Biofuel industry members claim that these waivers have reduced RFS requirements by 2.61 billion gal. of ethanol equivalent, with 38 more exemptions pending.

“The proposed rule we are discussing today allows retroactive refinery exemptions to continue to destroy demand for renewable fuels. In addition, the proposal ignores the D.C. Circuit Court’s decision that EPA improperly waived 500 million gal. in 2016,” National Corn Growers Assn. board member and Ohio farmer John Linder said. “These volumes are meaningless amid EPA’s massive expansion of retroactive refinery waivers. Farmers have no confidence EPA will ensure these volumes are met – which the law requires – because EPA fails to account for projected waivers in this proposal.”

Scott Richman, chief economist of the Renewable Fuels Assn., said Congress gave EPA the direction and tools necessary to enforce the statutory RFS volumes. “That includes prospectively redistributing volumes from [small refinery exemptions] to non-exempt parties. It also includes complying with a court order to restore illegally waived volumes from 2016. We urge EPA to do both in the final rule,” he testified.

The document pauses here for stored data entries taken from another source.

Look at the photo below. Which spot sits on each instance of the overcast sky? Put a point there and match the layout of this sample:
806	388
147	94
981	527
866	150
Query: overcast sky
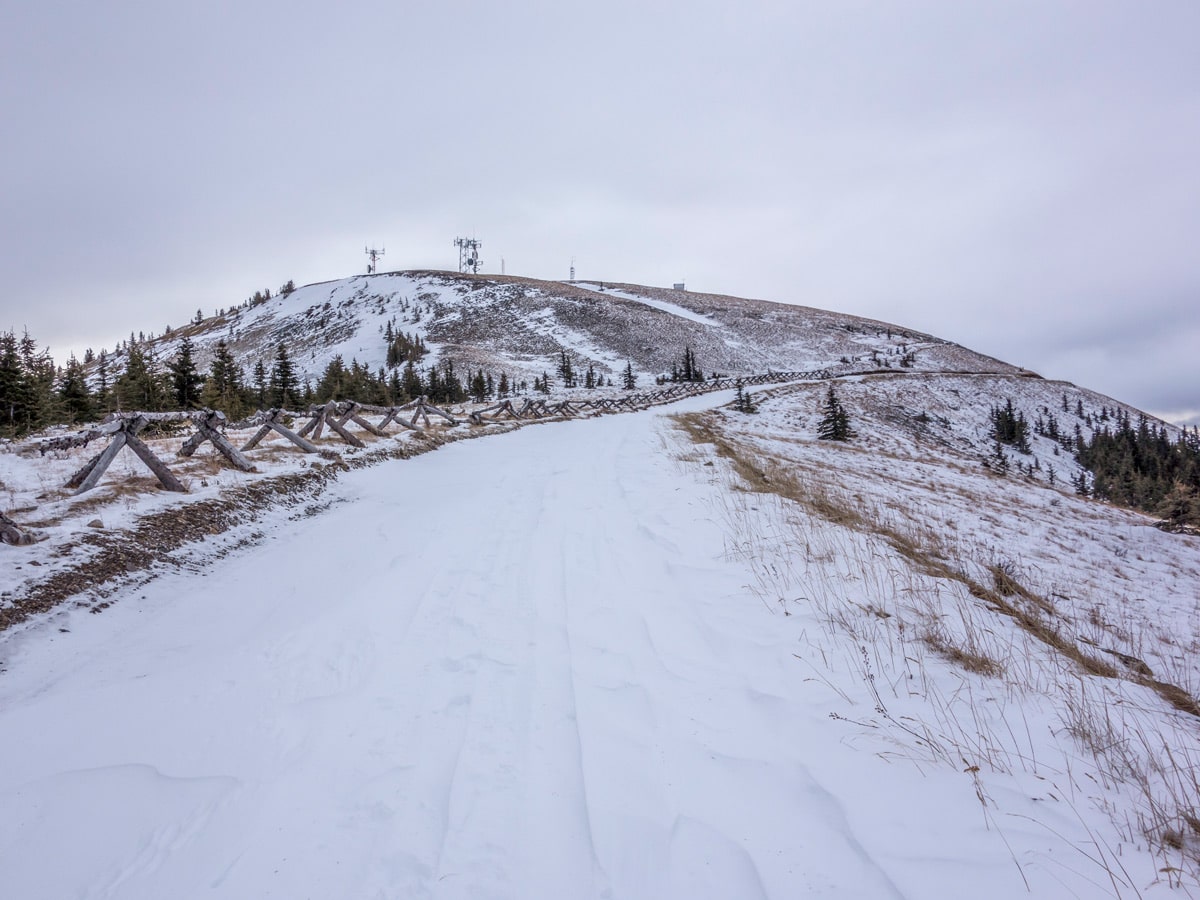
1023	178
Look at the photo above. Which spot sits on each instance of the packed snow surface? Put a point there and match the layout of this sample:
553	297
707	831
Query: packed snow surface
525	666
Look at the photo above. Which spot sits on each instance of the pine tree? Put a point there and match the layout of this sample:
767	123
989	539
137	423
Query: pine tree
334	382
628	379
73	395
834	423
565	370
283	383
13	388
479	387
102	394
139	388
743	402
259	396
412	383
186	381
223	387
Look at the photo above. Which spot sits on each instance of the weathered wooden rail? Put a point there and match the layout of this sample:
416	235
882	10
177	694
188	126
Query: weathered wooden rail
630	402
124	430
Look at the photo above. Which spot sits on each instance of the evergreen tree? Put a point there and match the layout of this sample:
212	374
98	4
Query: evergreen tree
628	379
411	383
334	382
75	399
834	423
139	388
259	396
479	387
186	381
285	384
102	394
15	395
565	370
1011	427
223	387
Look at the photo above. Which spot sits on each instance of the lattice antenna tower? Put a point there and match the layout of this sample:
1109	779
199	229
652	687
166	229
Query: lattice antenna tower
468	255
373	255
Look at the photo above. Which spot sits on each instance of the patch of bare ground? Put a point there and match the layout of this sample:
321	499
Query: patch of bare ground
112	559
1036	615
1132	742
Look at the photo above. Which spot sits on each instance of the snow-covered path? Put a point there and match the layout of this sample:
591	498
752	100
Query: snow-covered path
517	667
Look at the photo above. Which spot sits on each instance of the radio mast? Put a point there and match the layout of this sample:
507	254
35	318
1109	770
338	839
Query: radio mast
468	255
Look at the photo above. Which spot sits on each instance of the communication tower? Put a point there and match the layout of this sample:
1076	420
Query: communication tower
468	255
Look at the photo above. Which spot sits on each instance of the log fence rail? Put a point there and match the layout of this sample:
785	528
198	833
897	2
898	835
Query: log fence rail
124	430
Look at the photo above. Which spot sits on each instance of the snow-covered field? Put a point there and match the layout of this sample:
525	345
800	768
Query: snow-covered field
591	659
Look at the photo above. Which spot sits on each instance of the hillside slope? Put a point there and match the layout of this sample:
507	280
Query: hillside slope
520	327
639	675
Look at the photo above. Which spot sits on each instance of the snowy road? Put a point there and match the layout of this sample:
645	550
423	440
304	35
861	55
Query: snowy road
517	667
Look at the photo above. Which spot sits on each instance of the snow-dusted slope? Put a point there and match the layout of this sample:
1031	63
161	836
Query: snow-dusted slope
520	327
534	665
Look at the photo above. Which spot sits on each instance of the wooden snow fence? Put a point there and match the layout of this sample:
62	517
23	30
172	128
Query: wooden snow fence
628	402
337	417
123	430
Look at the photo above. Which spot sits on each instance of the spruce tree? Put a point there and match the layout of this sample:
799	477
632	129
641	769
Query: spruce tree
75	397
285	384
186	381
628	379
834	423
223	387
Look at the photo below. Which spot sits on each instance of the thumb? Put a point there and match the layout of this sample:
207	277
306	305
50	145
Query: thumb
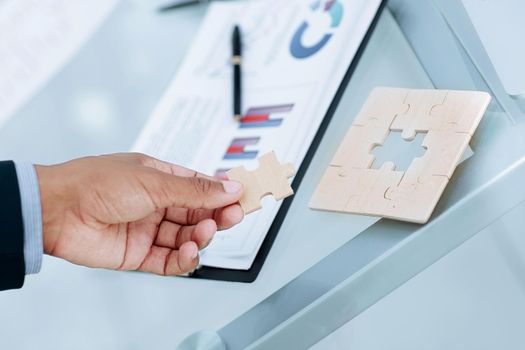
193	192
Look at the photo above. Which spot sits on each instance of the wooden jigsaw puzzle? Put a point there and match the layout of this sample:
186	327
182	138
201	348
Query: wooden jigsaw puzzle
270	178
449	119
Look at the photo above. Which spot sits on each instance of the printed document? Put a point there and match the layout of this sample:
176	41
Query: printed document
296	54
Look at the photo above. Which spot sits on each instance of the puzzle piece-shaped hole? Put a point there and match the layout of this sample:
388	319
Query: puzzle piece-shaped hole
399	151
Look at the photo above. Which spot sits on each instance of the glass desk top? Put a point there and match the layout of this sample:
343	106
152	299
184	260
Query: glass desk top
98	103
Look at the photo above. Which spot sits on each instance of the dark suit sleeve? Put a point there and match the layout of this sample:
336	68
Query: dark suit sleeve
12	266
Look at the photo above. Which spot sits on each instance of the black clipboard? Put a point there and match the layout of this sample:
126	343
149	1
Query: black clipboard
250	275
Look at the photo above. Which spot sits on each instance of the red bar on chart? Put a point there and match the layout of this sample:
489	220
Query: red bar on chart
259	117
237	150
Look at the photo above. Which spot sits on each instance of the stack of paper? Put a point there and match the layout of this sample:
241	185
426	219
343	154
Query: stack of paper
296	54
37	38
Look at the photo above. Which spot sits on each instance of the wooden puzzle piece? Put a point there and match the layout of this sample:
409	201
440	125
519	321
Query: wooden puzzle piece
381	107
270	178
461	112
418	118
449	118
355	150
443	153
414	201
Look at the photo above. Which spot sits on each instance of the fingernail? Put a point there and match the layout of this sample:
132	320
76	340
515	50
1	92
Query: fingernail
231	186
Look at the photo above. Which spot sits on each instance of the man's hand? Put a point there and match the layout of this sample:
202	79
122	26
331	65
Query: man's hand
133	212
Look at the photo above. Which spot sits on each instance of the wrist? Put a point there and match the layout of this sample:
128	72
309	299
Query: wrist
53	200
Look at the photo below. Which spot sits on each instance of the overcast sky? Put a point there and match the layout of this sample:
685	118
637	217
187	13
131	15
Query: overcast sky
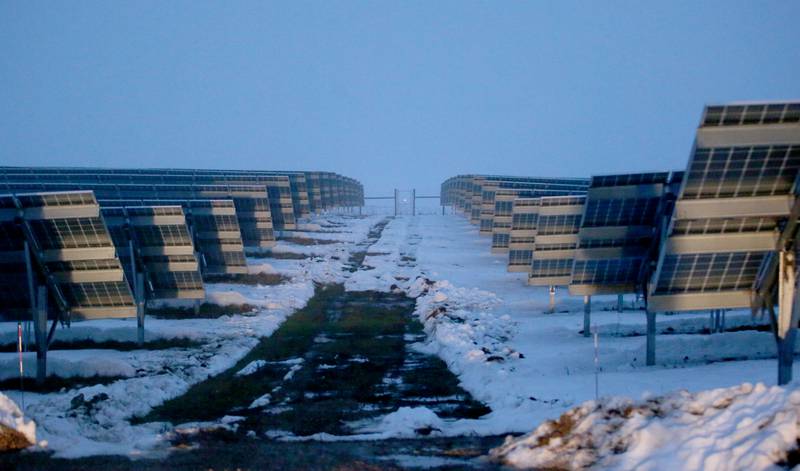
397	94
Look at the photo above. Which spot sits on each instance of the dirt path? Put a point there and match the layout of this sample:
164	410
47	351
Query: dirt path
343	361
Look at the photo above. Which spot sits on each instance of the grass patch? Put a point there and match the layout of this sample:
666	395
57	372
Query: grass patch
217	396
306	241
261	279
280	255
57	383
123	346
205	311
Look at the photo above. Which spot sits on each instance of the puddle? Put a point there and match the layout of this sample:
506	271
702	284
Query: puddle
346	358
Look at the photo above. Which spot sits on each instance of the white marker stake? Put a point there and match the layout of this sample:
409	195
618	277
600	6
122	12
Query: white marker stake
596	367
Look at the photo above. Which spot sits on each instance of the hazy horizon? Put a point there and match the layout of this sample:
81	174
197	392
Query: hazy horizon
397	95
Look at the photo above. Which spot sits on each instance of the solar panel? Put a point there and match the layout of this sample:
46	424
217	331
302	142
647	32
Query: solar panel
618	232
556	239
71	252
738	188
162	247
252	205
525	215
215	230
498	198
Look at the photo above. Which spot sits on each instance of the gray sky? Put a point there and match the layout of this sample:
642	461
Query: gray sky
396	94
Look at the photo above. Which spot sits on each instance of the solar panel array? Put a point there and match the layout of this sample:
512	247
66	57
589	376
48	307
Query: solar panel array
619	232
71	252
692	240
738	191
155	241
556	239
183	224
522	237
214	229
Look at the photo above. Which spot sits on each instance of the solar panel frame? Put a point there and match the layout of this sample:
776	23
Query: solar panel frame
735	193
73	255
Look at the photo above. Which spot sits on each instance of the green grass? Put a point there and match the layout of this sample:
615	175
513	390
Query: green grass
266	279
306	241
83	344
216	396
280	255
57	383
205	311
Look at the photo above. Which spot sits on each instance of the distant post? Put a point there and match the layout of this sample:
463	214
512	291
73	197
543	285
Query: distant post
651	339
587	315
787	314
40	326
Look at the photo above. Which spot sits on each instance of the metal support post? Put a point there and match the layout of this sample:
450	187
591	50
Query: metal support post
40	326
787	314
651	339
140	308
587	315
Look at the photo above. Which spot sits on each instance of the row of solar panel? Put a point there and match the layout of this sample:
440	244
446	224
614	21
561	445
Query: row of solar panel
96	245
291	194
686	240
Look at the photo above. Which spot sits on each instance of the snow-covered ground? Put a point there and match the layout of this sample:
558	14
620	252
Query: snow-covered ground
93	420
742	427
488	325
528	366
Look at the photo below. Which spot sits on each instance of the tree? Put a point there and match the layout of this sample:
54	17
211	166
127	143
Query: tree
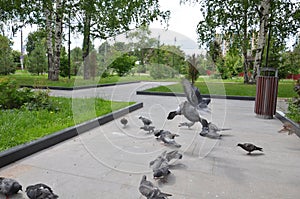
37	59
103	19
123	64
6	58
193	72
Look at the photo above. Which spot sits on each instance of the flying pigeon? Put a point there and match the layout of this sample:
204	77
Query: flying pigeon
9	186
40	191
190	108
145	121
170	135
150	129
124	121
150	191
249	147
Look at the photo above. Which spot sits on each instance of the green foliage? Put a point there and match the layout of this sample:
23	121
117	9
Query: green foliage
37	60
7	65
122	65
294	105
161	71
20	126
11	96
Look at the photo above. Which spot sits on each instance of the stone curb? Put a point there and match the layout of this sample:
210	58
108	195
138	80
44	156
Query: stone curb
77	87
16	153
249	98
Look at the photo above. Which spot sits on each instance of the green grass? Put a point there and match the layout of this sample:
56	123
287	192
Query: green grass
22	126
25	78
285	88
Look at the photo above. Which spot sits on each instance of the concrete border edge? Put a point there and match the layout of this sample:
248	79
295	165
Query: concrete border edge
18	152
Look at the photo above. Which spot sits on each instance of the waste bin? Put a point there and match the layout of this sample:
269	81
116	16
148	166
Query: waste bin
266	93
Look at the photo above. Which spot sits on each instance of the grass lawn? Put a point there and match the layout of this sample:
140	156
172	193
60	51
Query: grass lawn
25	78
235	88
21	126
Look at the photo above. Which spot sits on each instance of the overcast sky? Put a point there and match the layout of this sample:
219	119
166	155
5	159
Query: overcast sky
182	25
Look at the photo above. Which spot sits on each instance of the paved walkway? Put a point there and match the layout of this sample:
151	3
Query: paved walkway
109	161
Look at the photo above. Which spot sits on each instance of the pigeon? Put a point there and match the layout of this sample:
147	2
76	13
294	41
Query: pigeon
158	133
40	191
190	108
150	191
162	172
150	129
124	121
9	186
145	121
249	147
173	155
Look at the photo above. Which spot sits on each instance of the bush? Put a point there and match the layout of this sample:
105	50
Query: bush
11	96
159	71
294	105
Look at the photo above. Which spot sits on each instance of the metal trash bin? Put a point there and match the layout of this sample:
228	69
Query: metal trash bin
266	93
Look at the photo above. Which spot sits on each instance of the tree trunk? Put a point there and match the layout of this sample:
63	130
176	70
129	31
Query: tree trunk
86	46
48	16
58	40
263	29
245	43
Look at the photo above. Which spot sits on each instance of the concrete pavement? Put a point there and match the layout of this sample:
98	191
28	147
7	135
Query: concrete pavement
109	161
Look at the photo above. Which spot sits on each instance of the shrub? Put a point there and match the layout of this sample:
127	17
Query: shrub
11	96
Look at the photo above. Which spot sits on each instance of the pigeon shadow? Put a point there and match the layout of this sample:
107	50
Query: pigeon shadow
177	166
254	154
169	180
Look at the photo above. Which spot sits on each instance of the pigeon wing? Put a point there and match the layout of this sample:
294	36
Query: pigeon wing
190	93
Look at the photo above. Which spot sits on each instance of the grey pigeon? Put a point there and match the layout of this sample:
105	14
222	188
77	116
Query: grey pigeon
150	191
168	138
145	121
158	133
173	155
150	129
124	121
190	108
249	147
40	191
9	186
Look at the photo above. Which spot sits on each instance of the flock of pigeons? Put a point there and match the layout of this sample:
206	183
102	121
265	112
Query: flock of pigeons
190	109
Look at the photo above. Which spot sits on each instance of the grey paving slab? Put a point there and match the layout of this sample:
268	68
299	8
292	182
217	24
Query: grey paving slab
108	161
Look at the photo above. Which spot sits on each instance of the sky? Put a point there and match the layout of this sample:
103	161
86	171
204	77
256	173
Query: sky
182	26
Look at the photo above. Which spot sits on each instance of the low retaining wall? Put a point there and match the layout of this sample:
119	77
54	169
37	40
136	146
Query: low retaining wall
16	153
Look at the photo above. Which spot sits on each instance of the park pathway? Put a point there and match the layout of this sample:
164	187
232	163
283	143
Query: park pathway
109	161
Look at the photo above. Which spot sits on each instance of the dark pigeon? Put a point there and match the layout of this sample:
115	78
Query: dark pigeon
249	147
40	191
124	121
150	191
9	186
145	121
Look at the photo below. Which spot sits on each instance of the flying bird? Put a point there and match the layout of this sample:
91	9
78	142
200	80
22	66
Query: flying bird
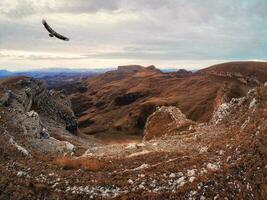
53	33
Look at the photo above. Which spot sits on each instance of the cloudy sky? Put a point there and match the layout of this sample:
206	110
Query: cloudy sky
166	33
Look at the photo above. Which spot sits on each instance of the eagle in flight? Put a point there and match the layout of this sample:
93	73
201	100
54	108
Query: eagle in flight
53	33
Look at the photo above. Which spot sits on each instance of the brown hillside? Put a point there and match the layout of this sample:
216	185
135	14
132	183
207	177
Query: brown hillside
121	100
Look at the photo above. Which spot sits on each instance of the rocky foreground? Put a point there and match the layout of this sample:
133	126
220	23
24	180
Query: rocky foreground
44	156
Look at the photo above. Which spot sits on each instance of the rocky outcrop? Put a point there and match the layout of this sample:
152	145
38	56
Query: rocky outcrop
6	98
128	98
30	94
165	120
183	72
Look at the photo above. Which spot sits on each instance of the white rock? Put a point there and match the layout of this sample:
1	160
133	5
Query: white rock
180	181
143	166
21	173
253	103
212	167
19	148
172	175
191	179
203	149
131	146
191	172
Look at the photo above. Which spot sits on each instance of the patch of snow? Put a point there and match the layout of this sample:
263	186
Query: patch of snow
138	153
191	172
21	173
212	167
181	181
143	166
69	147
245	123
203	149
131	146
140	145
191	179
253	103
18	147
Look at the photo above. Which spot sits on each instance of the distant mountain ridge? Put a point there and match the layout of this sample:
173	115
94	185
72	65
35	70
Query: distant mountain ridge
49	72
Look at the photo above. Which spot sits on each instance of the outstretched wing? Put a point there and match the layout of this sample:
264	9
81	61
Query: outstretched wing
47	27
54	33
61	36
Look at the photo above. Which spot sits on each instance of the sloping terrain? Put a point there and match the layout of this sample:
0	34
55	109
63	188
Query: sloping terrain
120	101
44	156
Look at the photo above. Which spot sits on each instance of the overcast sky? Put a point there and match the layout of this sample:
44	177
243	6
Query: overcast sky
107	33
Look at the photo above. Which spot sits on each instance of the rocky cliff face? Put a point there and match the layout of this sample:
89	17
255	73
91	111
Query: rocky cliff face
28	94
166	120
29	110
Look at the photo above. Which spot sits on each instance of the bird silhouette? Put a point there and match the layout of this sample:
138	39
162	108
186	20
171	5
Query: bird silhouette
53	33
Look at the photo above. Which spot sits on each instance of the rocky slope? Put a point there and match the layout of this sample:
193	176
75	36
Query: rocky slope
224	157
120	101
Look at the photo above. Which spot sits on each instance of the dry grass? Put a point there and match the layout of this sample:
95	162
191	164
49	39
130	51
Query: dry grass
91	164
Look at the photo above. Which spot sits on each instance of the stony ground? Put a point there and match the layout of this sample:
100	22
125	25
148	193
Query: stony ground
223	159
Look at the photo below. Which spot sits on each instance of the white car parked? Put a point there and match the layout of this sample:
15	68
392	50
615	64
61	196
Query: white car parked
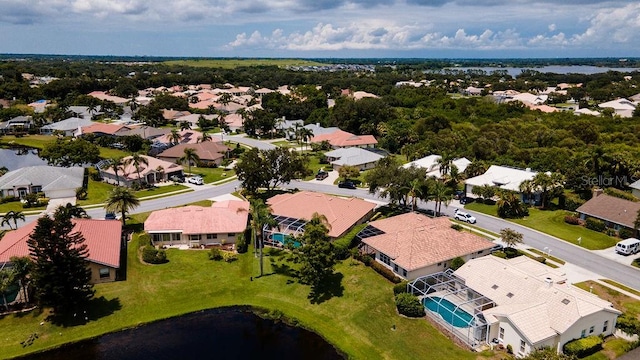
463	216
197	180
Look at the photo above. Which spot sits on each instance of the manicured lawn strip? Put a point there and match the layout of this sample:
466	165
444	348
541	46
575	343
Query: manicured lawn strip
544	254
623	287
359	321
552	223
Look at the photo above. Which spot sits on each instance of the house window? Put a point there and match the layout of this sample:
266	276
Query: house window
385	259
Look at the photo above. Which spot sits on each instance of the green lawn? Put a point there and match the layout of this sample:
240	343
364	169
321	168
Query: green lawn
358	319
552	223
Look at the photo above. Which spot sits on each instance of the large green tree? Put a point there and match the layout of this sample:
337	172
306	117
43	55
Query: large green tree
67	152
121	200
60	274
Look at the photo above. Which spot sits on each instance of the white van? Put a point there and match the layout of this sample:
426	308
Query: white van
628	246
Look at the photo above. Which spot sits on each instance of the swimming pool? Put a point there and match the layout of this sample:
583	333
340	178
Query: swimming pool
284	239
447	310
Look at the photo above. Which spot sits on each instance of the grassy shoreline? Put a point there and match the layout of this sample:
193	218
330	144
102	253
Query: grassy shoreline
357	316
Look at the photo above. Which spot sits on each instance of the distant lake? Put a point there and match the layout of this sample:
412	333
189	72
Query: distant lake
12	161
211	334
557	69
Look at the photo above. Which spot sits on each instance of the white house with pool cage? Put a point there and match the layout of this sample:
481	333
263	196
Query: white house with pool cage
518	302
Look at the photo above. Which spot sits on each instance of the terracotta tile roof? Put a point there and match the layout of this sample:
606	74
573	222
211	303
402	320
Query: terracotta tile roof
341	213
208	150
340	138
102	237
415	241
613	209
110	129
538	307
200	220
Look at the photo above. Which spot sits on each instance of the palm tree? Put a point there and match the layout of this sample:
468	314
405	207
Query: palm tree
440	195
174	137
205	137
260	217
121	200
190	155
117	164
12	216
137	160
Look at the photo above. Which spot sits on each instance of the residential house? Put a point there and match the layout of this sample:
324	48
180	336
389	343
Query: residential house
54	182
516	302
103	239
342	139
616	213
210	153
154	171
292	211
363	159
502	177
196	226
68	127
413	245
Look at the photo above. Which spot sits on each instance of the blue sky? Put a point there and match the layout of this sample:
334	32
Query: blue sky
322	28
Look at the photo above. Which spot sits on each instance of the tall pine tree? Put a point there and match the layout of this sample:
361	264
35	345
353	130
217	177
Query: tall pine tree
60	274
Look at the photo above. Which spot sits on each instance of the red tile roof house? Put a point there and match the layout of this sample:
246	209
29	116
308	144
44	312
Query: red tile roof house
615	212
414	245
102	237
342	139
196	226
211	153
292	211
155	171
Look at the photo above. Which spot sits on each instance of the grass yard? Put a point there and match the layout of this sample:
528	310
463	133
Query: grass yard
358	318
229	63
552	222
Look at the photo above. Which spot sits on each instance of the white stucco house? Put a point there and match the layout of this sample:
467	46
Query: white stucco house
518	302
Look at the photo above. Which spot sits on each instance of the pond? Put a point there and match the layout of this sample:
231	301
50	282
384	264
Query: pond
231	333
14	159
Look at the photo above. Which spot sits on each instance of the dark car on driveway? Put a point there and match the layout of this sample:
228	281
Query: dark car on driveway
321	175
347	184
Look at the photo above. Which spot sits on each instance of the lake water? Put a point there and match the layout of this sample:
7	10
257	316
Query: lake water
11	160
557	69
211	334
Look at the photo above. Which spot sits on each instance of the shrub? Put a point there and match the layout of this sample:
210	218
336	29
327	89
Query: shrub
456	263
400	287
572	202
229	256
573	220
409	305
215	254
625	233
583	347
151	255
384	271
595	225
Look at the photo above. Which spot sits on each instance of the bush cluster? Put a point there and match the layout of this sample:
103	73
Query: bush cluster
409	305
151	255
573	220
595	225
583	347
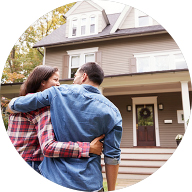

Billey added, “Ethanol plants have closed, employees have been laid off, trade has been cut, all on top of farmers’ crops being devastated – and EPA claims it is too difficult for refiners to blend 500 million gal. of biofuel as the law requires. What kind of signal does that send to farmers? What message does that send to companies seeking to invest in American biofuels? It speaks volumes.”

American Coalition for Ethanol (ACE) communications director Katie Fletcher testified, “EPA’s mismanagement of the RFS has placed an artificial lid on domestic ethanol demand, causing dozens of ethanol plants to consider slowing production or shutting down.” The national ethanol blend rate retreated from 10.13% in 2017 to 10.07% in 2018. “ACE members are convinced EPA refinery waivers contributed to these historic setbacks,” Fletcher said.